Most decisions in life involve doing a little more or a little less. Economists reason that the optimal decision is to continue any activity up to the point where the marginal benefit equals the marginal cost, MB = MC.
Ex. Taking 4 or 5 courses in a term
Trade-off
The idea that because of scarcity, producing more of a certain good or service requires the sacrifice of another good or service.
Opportunity cost
Highest-valued alternative that must be given up to engage in an activity
1st of three fundamental questions
- What goods and services will be produced?
Determined by the choices made by consumers, firms and governments. Consumers, firms, and the government face the problem of scarcity by trading off one good or service for another. Each choice made comes with an opportunity cost.
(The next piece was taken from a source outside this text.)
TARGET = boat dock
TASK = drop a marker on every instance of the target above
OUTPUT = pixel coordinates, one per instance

2nd of three fundamental questions
- How will the goods and services be produced?
With the most efficient, least-costly methods. Firms choose how to produce the goods and services they sell, often facing a trade-off between using more workers or using more machines.
3rd of three fundamental questions
- Who will receive the goods and services produced?
Those with the greatest willingness & ability to pay. In Canada, who receives the goods and services produced depends largely on how income is distributed. There is disagreement over whether the current attempts to redistribute income are sufficient or whether there should be more or less redistribution.
Centrally planned economy
An economy in which government decides how resources will be allocated
Market economy
Answers to three basic questions are provided by
everyone.
An economy that relies on private ownership of resources in which the decisions of households and firms interacting in markets to allocate economic resources.
Two distinguishing features: (1) markets reward people’s hard work. This is because there is competition.
(2) decision making is shared by everyone in the market
Mixed economy
All modern economies are mixed economies.
An economy where most economic decisions result from the interaction of buyers and sellers in the market but in which the government plays a significant role in the allocation of resources.
Productive efficiency
Good or service is produced at the lowest possible cost
Allocative efficiency
Good or service is produced in accordance with consumer preferences. Every good or service is produced up to the point where the last unit provides a marginal benefit to society equal to the marginal (additional) cost of producing it (MB =MC).
Ex. a society with a younger population prefers production of education over production of healthcare
Economic efficiency
Productive efficiency + allocative efficiency
Voluntary exchange
A situation that occurs in markets when both the buyer and seller of a product are made better off by the transaction. Promote competition which in turn promotes both productive and allocative efficiency.
Equity
The fair distribution of economic benefits. It’s the concept of fairness.
How to develop an economic model?
- Decide on the assumptions to use in developing the
model. - Formulate a testable hypothesis
- Use economic data to test the hypothesis
- Revise the model if it fails to explain the economic data well.
- Retain the revised model to help answer similar economic questions in the future.
What is the role of assumptions in economic models?
Economic models make behavioural assumptions about the motives of consumers and firms.
Economic variable
Something measurable that can have different values, such as the incomes of farmers, household expenditure
What is the “scientific method” in economics?
The process of developing models, testing hypotheses, and revising models is often referred to as the scientific method, which economics applies to the study of the interactions among individuals.